What is the easiest way to show that $$ \lvert \mathbb{N}^\mathbb{R} \rvert = \mathcal{P}(\mathbb{R}) ? $$ I already know one cumbersome method, but I'd like to know if there is a simpler/cleverer way. If there's a technique that just uses basic cardinal arithmetic, that would be perfect.

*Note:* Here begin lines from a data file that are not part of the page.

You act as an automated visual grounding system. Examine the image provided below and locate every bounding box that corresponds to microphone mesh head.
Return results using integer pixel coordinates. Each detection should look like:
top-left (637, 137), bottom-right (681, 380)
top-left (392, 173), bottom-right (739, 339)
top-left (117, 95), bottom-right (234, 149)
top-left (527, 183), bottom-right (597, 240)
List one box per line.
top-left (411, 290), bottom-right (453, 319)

Another question I have is:
Could using the heuristics \begin{align*} \lvert \mathbb{N}^{\mathbb{R}} \rvert \cong \lvert \mathbb{Z}^\mathbb{R} \rvert \cong \lvert 2^\mathbb{R} \rvert &= \mathcal{P}(\mathbb{R}) \\ \lvert \mathbb{N}^\mathbb{N} \rvert \cong \lvert \mathbb{N}^\mathbb{Z} \rvert \cong \lvert \mathbb{Z}^\mathbb{N} \rvert \cong \lvert \mathbb{Z}^\mathbb{Z} \rvert \cong \lvert 2^\mathbb{N} \rvert \cong \lvert 2^\mathbb{Z} \rvert &= \mathcal{P}(\mathbb{N}) \end{align*} get me into a lot of trouble?
We have an injective map $\mathcal P(\Bbb R)\to\Bbb N^{\Bbb R} $ given by $ A\mapsto \mathbf 1_A$, where $\mathbf 1_A(x)=\begin{cases}1&x\in A\\0&x\notin A\end{cases}$.
We obtain an injective map $\Bbb N^{\Bbb R}\to \mathcal P(\Bbb R)$ by mapping $f\colon \Bbb R\to\Bbb N$ to $\{\,g(x)+f(x)\mid x\in \Bbb R\,\}$, where $g\colon \Bbb R\to [0,1)$ is an injective map, e.g., $g(x)=\frac1{e^x+1}$.
Then $|\mathcal P(\Bbb R)|=|\Bbb N^{\Bbb R}|$ follows by Schröder-Bernstein.